Terra-i uses NDVI data as well as the quality assessment data provided with a 16 days frequency and a 250m spatial resolution by the MOD13Q1 product.
TRMM precipitation data (view)
The Precipitation Radar (PR) aboard the satellite Tropical Rainfall Measuring Mission (TRMM) is the first weather radar designed to measure the vertical structure of tropospheric precipitation in the tropics and subtropics. [Kozu et al., 2001]. Terra-i uses data from the TRMM precipitation sensor with a measurement frequency of 3 hours and a resolution of 28km.
Global Precipitation Measurement (GPM) is an international satellite mission to provide next-generation observations of rain and snow worldwide every three hours. NASA and the Japanese Aerospace Exploration Agency (JAXA) launched the GPM Core Observatory satellite on February 27th, 2014, carrying advanced instruments that set a new standard for precipitation measurements from space. The data they provide is used to unify precipitation measurements made by an international network of partner satellites to quantify when, where, and how much it rains or snows around the world.
The GPM mission contributes to advancing our understanding of Earth's water and energy cycles, improves the forecasting of extreme events that cause natural disasters, and extends current capabilities of using satellite precipitation information to directly benefit society.
Water bodies presence data from MODIS (view)
Terra-i uses the product MOD35 (Cloud Mask) in its final stage of processing to mask the presence of water pixels and thus filter habitat change detections due to flooding and/or increases of water bodies.
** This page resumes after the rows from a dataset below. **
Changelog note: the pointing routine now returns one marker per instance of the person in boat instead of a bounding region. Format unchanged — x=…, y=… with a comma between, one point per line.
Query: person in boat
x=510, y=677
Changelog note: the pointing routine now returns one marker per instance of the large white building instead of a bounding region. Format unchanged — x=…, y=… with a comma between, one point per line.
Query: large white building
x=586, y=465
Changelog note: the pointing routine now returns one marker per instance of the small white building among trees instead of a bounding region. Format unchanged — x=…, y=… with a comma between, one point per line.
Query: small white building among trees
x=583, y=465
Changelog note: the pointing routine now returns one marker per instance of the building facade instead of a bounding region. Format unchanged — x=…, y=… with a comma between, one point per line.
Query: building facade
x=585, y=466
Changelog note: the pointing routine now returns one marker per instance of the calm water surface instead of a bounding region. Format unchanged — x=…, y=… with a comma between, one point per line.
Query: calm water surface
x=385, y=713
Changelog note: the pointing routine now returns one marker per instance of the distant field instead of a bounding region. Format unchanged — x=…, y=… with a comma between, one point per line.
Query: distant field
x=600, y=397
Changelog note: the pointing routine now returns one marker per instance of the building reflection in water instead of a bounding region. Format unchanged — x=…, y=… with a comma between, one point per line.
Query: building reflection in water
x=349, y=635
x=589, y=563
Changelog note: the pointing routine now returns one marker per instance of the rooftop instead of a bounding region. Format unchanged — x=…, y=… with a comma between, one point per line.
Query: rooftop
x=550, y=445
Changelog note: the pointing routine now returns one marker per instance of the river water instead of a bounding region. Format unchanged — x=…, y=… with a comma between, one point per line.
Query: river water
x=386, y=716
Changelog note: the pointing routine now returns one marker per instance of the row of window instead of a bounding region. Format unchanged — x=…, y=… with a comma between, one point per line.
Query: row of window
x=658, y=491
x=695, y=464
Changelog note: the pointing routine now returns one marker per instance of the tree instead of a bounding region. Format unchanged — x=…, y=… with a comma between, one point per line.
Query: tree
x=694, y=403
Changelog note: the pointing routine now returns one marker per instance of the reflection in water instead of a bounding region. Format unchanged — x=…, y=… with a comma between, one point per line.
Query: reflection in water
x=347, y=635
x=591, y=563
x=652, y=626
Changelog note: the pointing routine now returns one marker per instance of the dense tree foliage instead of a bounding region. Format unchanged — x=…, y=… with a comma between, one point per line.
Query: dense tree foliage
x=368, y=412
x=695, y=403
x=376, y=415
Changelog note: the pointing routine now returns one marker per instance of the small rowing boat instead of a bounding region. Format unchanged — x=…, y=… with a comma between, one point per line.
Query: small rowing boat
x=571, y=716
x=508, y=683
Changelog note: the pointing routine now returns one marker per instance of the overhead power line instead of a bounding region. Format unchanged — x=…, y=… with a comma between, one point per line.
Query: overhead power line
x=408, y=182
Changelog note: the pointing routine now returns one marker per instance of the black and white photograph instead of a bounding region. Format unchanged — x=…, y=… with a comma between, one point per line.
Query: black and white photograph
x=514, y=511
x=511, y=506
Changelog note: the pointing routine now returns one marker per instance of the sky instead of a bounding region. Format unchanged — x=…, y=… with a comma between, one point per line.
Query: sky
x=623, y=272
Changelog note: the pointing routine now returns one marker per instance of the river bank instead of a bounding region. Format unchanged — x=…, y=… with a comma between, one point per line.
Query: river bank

The new MODIS 250 m land-water mask (Short Name: MOD44W) is an improvement over the existing MODIS Nadir Bidirectional Reflectance Distribution Function (BRDF)-Adjusted Reflectance (NBAR) and MODIS land cover-based global land-water mask (Salomon et al., 2004). The MODIS NBAR and land cover–based mask was itself an improved version of the EOS DEM-based land-water mask (Logan et al., 1999). The new MODIS 250 m mask is primarily created with three different data inputs:
The Shuttle Radar Topography Mission’s (SRTM) Water Body Dataset (SWBD) (Areas between 60° S to 60° N);
The MOD44C, a non-public, 250 m global 16-day composite collection based on 8+ years of Terra MODIS data, and 6+ years of Aqua MODIS data. This data set originally provided the input to produce the Vegetative Cover Conversion, and Vegetative Continuous Fields products (Areas between 60° N to 90° N); and
The MODIS–based Mosaic of Antarctica (MOA), which is a 250 m MODIS level-1b mosaic for Antarctica (Areas within Antarctica between 60° S and 90° S).
Other appropriate and publicly available data sets were also used to supplement the production of the MODIS 250 m land–water mask. Additional details regarding the methodology are available in the User Guide.
This marks the first time that such a global MODIS-SRTM land-water mask is offered publicly to end-users. This data set is provided in the same gridded tile structure that is common to several higher-level MODIS land products.
Terra-i generates maps of habitat changes every 16 days for each MODIS tile in Latin America from 2004 to the current date.